Der Mann schwieg eine Weile. Ein Schweigen, wie um die Qualität der Stille zu prüfen. »Nun gut. Was wir von Ihnen wollen, sind drei Informationen. Wo ist das Foto in Ihre Hände gelangt, wer hat es Ihnen gegeben, und zu welchem Zweck haben Sie eine so schlechte Aufnahme veröffentlicht?«
»Das kann ich Ihnen nicht sagen«, sagte ich mit einer Entschlossenheit, die mich selbst überraschte. »Journalisten haben ein Recht auf Geheimhaltung ihrer Quellen.«
Der Mann starrte mich an und strich sich mit dem Mittelfinger der rechten Hand über die Lippen. Nachdem er die Bewegung ein paar Mal wiederholt hatte, legte er die Hand wieder auf sein Knie. Die Stille hielt noch eine Weile an. Wenn nur irgendwo ein Kuckuck riefe, dachte ich verzweifelt. Aber es rief natürlich keiner. Kuckucke rufen abends nicht.
»Sie sind wirklich ein merkwürdiger Mensch«, sagte der Mann. »Ich brauche nur mit den Fingern zu schnippen, und Sie sind beruflich weg vom Fenster. Auf Ihren Journalismus können Sie sich dann so oft berufen, wie Sie wollen. Wenn man denn die Broschüren und Blättlein, die Sie herausbringen, als Journalismus gelten lassen will.«
Ich dachte noch einmal an Kuckucke. Warum rufen die abends wohl nicht?
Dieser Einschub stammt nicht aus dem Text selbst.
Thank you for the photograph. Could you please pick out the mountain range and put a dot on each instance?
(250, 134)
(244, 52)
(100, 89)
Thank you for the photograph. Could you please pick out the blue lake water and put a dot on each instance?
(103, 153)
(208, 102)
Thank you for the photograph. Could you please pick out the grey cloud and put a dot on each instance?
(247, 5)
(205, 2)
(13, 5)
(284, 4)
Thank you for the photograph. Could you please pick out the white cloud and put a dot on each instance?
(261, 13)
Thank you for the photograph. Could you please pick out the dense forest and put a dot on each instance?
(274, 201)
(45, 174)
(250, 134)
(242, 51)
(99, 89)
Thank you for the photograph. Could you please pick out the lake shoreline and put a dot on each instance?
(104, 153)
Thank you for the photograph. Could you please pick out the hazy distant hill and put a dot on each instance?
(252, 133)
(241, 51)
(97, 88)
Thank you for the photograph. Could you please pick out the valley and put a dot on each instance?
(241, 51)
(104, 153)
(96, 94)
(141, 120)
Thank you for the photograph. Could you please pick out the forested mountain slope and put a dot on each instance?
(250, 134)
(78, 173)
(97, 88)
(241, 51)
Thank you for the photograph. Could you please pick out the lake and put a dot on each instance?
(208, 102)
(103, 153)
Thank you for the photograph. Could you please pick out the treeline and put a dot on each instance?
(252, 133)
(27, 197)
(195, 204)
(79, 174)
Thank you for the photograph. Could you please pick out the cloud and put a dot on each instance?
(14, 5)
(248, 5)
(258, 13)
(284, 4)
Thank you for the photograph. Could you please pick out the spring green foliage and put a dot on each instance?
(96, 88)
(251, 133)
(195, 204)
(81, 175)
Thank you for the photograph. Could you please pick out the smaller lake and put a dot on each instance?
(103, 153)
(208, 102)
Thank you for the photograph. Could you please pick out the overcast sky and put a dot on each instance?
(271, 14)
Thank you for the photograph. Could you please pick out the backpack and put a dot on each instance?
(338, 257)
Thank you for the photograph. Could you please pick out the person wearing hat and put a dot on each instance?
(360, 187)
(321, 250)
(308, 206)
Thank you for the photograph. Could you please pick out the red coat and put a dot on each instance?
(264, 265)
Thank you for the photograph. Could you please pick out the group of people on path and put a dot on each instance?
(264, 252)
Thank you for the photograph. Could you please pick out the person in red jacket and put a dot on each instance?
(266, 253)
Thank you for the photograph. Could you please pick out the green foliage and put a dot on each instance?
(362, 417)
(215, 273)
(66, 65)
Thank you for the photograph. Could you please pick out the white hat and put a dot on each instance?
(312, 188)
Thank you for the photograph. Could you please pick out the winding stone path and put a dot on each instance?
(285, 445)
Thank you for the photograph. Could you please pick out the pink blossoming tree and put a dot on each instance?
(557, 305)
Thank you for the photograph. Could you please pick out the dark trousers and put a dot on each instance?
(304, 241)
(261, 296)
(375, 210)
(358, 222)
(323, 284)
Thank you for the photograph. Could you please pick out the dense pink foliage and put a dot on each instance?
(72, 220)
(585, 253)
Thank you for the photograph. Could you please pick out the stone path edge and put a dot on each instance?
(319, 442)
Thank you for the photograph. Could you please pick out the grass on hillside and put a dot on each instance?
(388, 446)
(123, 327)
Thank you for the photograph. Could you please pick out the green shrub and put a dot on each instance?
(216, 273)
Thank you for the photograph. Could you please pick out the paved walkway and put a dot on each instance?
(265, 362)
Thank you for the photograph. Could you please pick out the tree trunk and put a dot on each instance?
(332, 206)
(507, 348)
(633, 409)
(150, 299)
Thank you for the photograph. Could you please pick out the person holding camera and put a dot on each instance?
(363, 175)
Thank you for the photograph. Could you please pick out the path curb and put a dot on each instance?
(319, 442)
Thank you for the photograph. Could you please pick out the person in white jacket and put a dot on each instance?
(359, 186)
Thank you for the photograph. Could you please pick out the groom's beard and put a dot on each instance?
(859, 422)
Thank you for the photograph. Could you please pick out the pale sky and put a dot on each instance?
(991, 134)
»Außerdem: Es gibt tausend Mittel und Wege, um Leute wie Sie zum Reden zu bringen.«
»Das mag wohl sein«, sagte ich. »Aber das kostet Sie Zeit. Und so lange halte ich erst einmal den Mund. Und wenn ich etwas sage, sage ich nicht alles. Sie wissen ja nicht, wie weit das geht: Alles. Habe ich Recht?«
Ein Schuss ins Blaue, aber er saß. Die unsichere Stille danach zeigte mir den Treffer an.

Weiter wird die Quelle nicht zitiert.